Within minutes, Organizer had been tamed, and both Hill and her husband, Charles Hill, 78, were delighted to have Reaves' assistance.
"They've grown up with the iPhones," Charles Hill said of Reaves and his peers. "When I was a young man, we didn't even have a telephone at our house."
That's why a number of Calaveras High School students each week take a short walk to the nearby VFW post to spend time with post members. All involved say that what started as a simple effort to offer technical assistance has grown over the past five weeks to something much more.
"We get to hear what they've been through," said Spencer Cox, one of the high school students.
The subject of those conversations is often very personal and moving, said Tessa Brawner, also a Calaveras High student. "They talk about what they've sacrificed," Brawner said.
Both the technical help and the personal connection is exactly what two friends, teacher Dobbi Fletcher and online merchant Denise Konz, hoped to achieve when they came up with the idea for T-Vet, the Teenagers, Veterans, Education in Technology project.
Fletcher said she and Konz had their brainstorm while riding exercise bicycles at a gym.
The two made phone calls, proposed the idea to the leadership of VFW 2600 and suggested the idea as a project for Fletcher's son Dalton, 16, a Calaveras High School student.
"I left it up to Dalton to recruit his responsible friends," Dobbi Fletcher said.
At first, the students expected to visit the post once a month. But demand was so great, they've been coming every week to help post members and their relatives navigate a wide array of devices, from e-readers to smartphones to tablets.

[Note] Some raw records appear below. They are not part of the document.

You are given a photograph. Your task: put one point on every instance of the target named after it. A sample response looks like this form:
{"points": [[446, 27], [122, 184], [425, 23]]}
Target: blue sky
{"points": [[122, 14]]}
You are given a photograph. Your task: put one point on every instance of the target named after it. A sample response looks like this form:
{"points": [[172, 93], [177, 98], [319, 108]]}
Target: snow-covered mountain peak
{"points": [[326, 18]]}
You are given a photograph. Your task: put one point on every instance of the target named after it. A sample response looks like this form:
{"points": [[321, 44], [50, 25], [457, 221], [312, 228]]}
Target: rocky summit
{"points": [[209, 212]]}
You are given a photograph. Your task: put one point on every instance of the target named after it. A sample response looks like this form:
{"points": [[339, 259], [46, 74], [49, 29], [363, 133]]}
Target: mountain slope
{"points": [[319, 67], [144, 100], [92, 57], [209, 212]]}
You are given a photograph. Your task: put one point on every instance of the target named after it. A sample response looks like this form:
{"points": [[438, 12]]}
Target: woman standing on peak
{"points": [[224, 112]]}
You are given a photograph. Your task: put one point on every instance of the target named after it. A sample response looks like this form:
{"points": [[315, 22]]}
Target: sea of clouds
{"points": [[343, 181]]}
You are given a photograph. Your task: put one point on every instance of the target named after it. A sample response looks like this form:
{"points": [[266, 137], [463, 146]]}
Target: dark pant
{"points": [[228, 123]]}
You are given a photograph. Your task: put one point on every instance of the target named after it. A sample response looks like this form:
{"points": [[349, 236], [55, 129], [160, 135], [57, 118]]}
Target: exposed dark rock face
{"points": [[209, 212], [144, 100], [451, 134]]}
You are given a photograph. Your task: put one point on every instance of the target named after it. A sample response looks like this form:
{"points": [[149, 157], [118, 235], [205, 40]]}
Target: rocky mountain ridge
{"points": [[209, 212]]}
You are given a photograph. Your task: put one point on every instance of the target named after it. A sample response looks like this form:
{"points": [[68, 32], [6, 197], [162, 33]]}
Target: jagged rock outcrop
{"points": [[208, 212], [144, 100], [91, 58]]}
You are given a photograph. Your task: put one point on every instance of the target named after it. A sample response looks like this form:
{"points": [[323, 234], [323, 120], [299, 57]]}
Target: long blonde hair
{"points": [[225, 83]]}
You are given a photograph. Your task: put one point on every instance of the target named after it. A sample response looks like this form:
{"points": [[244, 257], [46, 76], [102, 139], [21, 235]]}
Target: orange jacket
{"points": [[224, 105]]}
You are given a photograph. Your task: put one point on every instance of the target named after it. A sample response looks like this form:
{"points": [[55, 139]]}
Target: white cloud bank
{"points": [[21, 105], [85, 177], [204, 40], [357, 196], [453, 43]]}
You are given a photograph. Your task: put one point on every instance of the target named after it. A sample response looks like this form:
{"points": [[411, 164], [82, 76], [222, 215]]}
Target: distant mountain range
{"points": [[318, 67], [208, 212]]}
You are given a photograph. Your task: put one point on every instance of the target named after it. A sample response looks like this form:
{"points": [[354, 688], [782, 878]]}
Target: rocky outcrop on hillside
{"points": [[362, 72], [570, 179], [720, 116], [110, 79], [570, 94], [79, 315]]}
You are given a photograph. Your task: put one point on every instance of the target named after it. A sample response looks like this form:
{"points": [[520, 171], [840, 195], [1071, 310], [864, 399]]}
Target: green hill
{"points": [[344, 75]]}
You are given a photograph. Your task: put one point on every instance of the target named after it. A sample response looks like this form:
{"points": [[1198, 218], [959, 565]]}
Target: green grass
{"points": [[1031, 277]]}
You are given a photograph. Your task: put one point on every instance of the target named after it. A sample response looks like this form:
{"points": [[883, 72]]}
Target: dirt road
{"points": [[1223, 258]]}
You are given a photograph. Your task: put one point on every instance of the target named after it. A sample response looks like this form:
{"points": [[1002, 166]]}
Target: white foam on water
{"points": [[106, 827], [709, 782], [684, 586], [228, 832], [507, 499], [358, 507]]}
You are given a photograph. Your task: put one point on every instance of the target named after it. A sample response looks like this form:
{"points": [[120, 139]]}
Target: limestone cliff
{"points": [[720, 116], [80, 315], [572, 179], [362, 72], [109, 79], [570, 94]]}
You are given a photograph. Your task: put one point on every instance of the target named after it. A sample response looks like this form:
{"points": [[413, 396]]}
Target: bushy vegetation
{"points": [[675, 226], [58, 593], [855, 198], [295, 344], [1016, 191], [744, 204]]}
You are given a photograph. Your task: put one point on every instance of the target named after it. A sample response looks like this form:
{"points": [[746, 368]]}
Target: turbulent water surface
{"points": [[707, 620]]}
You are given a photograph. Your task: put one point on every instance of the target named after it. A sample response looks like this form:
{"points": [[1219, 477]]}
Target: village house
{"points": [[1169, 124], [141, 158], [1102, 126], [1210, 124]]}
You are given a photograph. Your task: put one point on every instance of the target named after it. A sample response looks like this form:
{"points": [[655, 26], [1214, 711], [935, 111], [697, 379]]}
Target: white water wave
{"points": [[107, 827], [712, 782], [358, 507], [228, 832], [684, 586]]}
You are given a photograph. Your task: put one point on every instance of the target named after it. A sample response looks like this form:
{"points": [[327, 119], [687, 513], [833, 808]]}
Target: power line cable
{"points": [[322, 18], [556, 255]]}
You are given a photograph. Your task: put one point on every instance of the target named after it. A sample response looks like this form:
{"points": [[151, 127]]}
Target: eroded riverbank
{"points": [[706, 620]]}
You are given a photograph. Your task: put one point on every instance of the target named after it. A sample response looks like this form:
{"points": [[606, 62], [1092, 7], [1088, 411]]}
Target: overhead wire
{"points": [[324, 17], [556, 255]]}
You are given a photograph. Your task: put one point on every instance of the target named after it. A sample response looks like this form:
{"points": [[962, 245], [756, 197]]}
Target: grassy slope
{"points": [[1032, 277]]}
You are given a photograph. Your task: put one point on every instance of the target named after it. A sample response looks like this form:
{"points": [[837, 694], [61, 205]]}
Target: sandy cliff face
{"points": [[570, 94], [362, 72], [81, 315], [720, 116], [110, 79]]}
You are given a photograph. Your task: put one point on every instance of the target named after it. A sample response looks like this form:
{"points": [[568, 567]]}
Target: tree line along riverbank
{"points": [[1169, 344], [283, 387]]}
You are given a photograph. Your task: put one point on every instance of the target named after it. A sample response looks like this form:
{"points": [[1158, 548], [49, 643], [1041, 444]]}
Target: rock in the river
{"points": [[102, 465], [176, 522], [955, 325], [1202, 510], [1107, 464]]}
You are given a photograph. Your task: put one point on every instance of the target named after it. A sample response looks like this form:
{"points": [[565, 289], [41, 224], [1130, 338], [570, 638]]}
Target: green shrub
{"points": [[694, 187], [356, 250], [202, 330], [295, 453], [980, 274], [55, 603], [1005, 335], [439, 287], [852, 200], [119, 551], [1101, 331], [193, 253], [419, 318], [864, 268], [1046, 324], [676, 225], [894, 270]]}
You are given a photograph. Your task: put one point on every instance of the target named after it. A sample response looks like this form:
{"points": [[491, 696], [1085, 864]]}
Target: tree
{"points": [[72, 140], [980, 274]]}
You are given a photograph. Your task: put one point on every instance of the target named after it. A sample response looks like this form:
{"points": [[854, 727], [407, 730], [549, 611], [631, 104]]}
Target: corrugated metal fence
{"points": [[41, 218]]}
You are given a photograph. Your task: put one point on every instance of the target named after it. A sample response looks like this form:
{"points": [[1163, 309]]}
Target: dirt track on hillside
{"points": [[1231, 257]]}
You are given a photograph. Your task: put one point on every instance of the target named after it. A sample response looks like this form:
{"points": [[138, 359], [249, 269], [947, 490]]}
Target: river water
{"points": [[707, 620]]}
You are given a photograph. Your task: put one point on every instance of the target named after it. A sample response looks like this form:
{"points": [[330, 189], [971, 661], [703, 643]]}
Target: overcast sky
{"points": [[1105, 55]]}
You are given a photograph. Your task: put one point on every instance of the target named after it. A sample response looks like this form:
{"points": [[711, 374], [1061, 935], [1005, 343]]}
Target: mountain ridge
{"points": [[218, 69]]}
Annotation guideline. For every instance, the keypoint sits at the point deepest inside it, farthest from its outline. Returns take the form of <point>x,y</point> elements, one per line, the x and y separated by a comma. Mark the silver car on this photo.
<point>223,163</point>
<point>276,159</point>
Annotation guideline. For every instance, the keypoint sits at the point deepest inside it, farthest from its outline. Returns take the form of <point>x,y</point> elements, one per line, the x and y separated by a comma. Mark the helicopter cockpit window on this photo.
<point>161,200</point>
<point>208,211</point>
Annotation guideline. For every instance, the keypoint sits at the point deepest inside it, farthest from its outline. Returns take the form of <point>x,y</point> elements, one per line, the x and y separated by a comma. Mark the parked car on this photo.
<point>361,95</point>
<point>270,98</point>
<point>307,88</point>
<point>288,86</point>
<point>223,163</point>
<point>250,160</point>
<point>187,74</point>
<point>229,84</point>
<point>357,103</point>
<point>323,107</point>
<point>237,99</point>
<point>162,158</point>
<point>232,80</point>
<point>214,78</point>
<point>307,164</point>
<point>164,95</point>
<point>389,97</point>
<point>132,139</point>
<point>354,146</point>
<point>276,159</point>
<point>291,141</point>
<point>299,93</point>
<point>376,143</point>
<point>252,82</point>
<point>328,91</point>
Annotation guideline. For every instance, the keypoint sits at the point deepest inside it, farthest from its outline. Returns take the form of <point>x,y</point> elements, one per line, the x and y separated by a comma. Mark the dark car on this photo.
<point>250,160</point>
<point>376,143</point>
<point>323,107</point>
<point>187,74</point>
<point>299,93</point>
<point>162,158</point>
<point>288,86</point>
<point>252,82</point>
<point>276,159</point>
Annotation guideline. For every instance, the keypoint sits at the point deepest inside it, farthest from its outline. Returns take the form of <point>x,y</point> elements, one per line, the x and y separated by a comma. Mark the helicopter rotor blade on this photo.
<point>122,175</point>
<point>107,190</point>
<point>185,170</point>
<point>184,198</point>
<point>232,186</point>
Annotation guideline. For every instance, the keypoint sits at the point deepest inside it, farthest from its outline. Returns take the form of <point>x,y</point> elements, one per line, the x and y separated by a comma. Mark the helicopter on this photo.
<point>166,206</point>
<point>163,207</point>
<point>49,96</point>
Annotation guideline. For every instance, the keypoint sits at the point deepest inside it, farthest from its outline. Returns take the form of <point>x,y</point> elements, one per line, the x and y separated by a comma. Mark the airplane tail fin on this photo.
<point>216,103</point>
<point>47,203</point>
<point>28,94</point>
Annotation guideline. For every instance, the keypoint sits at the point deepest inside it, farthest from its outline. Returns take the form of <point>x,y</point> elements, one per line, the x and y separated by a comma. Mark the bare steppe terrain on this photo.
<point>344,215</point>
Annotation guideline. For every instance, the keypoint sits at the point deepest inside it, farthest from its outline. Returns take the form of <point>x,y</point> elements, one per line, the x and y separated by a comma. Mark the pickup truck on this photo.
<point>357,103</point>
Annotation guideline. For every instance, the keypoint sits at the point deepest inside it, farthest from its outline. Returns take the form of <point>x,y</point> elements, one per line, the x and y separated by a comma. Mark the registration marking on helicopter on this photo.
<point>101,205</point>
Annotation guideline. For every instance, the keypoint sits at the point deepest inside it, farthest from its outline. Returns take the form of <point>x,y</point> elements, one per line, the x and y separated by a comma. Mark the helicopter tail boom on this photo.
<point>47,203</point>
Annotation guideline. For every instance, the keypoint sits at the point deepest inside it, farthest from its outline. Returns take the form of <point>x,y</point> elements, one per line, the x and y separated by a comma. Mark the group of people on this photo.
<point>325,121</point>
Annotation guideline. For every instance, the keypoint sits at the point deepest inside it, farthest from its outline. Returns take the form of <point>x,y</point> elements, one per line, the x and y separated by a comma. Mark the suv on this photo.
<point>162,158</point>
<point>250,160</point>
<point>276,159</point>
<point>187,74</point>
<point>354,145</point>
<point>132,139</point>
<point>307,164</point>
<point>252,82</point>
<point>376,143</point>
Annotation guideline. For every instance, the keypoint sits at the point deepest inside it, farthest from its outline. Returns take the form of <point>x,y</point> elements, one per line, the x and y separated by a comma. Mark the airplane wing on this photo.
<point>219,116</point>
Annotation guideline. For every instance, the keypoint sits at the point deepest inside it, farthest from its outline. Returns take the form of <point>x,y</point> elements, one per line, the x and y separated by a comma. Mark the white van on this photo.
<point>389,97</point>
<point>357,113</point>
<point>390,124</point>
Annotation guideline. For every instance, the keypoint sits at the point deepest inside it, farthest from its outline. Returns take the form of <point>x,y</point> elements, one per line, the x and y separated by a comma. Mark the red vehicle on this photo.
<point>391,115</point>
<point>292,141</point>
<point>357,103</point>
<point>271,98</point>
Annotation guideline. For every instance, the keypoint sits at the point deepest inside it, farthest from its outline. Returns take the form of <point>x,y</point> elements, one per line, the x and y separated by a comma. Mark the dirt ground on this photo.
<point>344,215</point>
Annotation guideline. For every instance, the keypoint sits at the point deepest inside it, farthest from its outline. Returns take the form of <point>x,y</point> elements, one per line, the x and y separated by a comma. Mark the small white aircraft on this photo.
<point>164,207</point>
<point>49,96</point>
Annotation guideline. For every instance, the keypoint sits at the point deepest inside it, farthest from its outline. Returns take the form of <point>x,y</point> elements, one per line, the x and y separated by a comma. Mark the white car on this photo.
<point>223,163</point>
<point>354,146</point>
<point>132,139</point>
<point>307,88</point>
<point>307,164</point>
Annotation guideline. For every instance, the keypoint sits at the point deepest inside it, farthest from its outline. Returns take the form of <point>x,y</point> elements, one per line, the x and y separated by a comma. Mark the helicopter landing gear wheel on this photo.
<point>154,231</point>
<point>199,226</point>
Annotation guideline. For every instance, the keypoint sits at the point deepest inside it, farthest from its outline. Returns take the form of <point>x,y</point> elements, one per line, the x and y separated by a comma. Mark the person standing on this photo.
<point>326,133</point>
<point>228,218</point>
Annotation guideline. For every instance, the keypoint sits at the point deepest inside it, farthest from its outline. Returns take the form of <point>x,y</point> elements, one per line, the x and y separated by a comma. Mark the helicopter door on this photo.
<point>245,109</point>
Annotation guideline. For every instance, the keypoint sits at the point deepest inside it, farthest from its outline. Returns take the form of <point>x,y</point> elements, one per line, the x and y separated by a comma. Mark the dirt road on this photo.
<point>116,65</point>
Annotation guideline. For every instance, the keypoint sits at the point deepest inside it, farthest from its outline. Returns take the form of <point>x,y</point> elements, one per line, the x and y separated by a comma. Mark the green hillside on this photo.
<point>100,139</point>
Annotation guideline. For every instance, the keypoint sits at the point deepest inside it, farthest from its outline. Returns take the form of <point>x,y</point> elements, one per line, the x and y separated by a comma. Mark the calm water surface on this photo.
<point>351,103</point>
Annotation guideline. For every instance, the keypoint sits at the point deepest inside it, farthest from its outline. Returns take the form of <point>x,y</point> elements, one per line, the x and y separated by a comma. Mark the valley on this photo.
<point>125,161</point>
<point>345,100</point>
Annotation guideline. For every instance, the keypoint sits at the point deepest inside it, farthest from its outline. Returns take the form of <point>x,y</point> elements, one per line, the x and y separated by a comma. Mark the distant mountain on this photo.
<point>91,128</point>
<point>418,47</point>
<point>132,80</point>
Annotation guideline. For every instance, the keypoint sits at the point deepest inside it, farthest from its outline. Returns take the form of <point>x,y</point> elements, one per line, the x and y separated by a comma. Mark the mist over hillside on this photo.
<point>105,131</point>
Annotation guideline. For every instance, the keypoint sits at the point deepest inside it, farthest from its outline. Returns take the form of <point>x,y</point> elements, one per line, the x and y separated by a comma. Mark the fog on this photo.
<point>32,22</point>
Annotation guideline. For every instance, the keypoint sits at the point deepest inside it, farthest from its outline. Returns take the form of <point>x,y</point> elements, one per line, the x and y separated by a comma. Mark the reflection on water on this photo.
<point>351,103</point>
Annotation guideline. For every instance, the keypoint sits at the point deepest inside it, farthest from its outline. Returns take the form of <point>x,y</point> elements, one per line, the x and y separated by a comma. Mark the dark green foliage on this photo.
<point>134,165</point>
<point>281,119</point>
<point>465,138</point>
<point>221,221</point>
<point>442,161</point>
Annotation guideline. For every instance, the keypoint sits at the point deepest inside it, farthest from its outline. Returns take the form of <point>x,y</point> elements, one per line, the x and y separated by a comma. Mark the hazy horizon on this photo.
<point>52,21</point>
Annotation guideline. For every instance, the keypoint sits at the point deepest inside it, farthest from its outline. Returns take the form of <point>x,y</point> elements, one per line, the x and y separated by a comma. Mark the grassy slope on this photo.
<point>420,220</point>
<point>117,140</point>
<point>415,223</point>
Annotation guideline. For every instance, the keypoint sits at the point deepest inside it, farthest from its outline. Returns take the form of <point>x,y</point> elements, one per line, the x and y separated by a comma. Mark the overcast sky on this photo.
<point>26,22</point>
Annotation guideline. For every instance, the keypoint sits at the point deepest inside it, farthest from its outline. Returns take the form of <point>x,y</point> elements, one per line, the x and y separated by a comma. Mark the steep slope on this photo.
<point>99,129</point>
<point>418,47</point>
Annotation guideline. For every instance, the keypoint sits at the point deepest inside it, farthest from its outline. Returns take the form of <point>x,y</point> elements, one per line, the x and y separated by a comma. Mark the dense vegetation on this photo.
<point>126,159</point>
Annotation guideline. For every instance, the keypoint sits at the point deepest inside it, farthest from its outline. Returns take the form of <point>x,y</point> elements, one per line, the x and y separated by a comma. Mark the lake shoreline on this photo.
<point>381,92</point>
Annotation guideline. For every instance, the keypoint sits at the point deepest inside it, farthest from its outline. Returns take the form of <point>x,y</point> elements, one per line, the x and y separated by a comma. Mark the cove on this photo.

"Some people will say 'I have this Kindle. My daughter gave it to me. I don't know what to do with it,' " Dobbi Fletcher said.
As they unraveled the mysteries of wireless networking and USB sticks, the youths and the veterans struck up conversations on other topics.
One day, Navy veteran Tom Diermier mesmerized students with an account of what he saw at Pearl Harbor as he assisted in retrieving human remains from below the water in the days following the Dec. 7, 1941, Japanese attack on U.S. military installations there.
"I drove the kids home, and all they wanted to talk about were his accounts," Dobbi Fletcher said.
Fletcher and Konz have new goals for T-Vet, including expanding the bandwidth and wireless networks at Post 2600, and making devices such as iPads available for veterans to use there.
Russell Friday, a Navy veteran and a VFW 2600 member, is a regular at the Tuesday afternoon T-Vet sessions. "I know the veterans are really enjoying it," Friday said.